After I reached the Glowering Spot, Aaron led pitch 26, which started with an awkward and uncomfortable dihedral (shown here), which fortunately afforded pretty solid gear placements. Near the top of this section, he clipped a very bizarre piece of fixed gear: someone had left in the crack a complete cam head, with all four lobes and springs intact, but with the stem apparently cut off (as if with wire cutters!) Aaron girth-hitched a sling around it and moved on, calling down to me with laughter as he did. He quickly dispatched the second half of the pitch, involving relatively straightforward 5.8 free climbing, to arrive at Camp VI.
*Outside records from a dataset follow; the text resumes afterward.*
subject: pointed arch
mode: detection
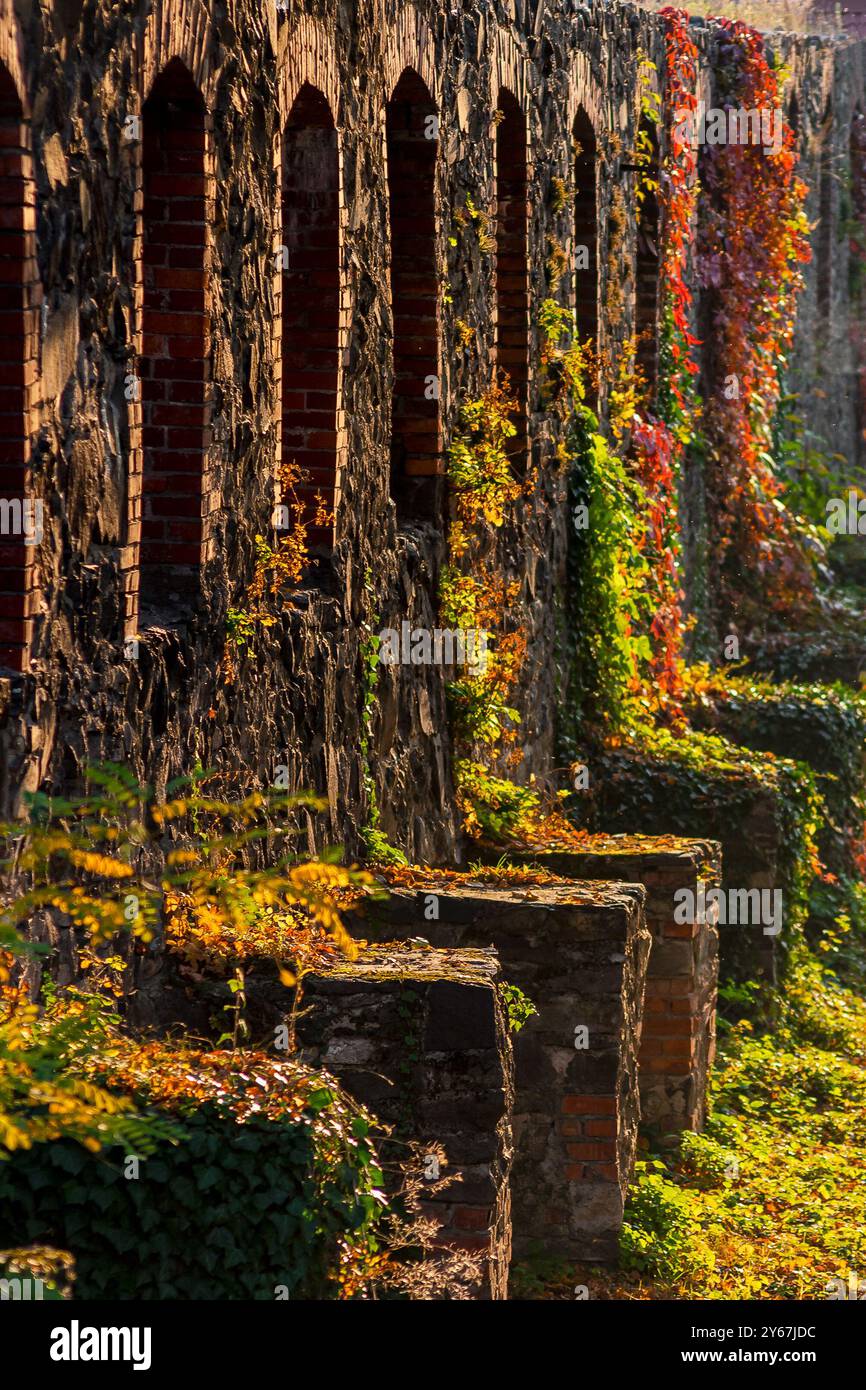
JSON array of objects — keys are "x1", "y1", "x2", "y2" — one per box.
[
  {"x1": 495, "y1": 88, "x2": 530, "y2": 471},
  {"x1": 571, "y1": 106, "x2": 599, "y2": 409},
  {"x1": 139, "y1": 57, "x2": 215, "y2": 626}
]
We had heard from many sources that Camp VI was a dirty, smelly pigsty, although according to recent accounts and topos, it had supposedly been cleaned up quite a bit in recent years. We found it to be relatively clean, but there was a fair bit of trash stuffed in the crack behind the ledge, and a slight smell of urine. All in all, it wasn't nearly as bad as we had anticipated.

I led the next pitch, the infamous Changing Corners. This pitch has a reputation for being one of the hardest aid pitches on the entire route, and interestingly it is also one of the two free-climbing cruxes. It is named for the fact that you start out ascending one corner (which is relatively easy to climb, free or aid), but then you do a few tricky moves to the right, around a sharp arête, into another corner, where the climbing becomes substantially harder. I have seen pictures of Lynn Hill free-climbing this section, and they absolutely amaze me. She did a completely baffling "Houdini move" to get around the arête, then climbed the more difficult corner using impossibly strange body position and tiny fingertip finger-locks.

I free climbed the initial easy twenty feet, then crack-jugged up the hand crack in the first of the two corners, doing a few free moves here and there to speed things up. To move around the arête, I clipped the second in a series of bolts, which required reaching far out to my right. I then slowly and carefully made my way up the second corner, using tiny nuts and one slider nut that I was grateful to have. Eventually the crack in this corner widened enough to take blue, then eventually green and yellow aliens, and I crack-jugged the rest of the way up to a hanging belay. Altogether, I think this pitch took me about an hour and a half, by far my slowest lead on the route, with the possible exception of the pitch 2-3 linkup below Sickle Ledge.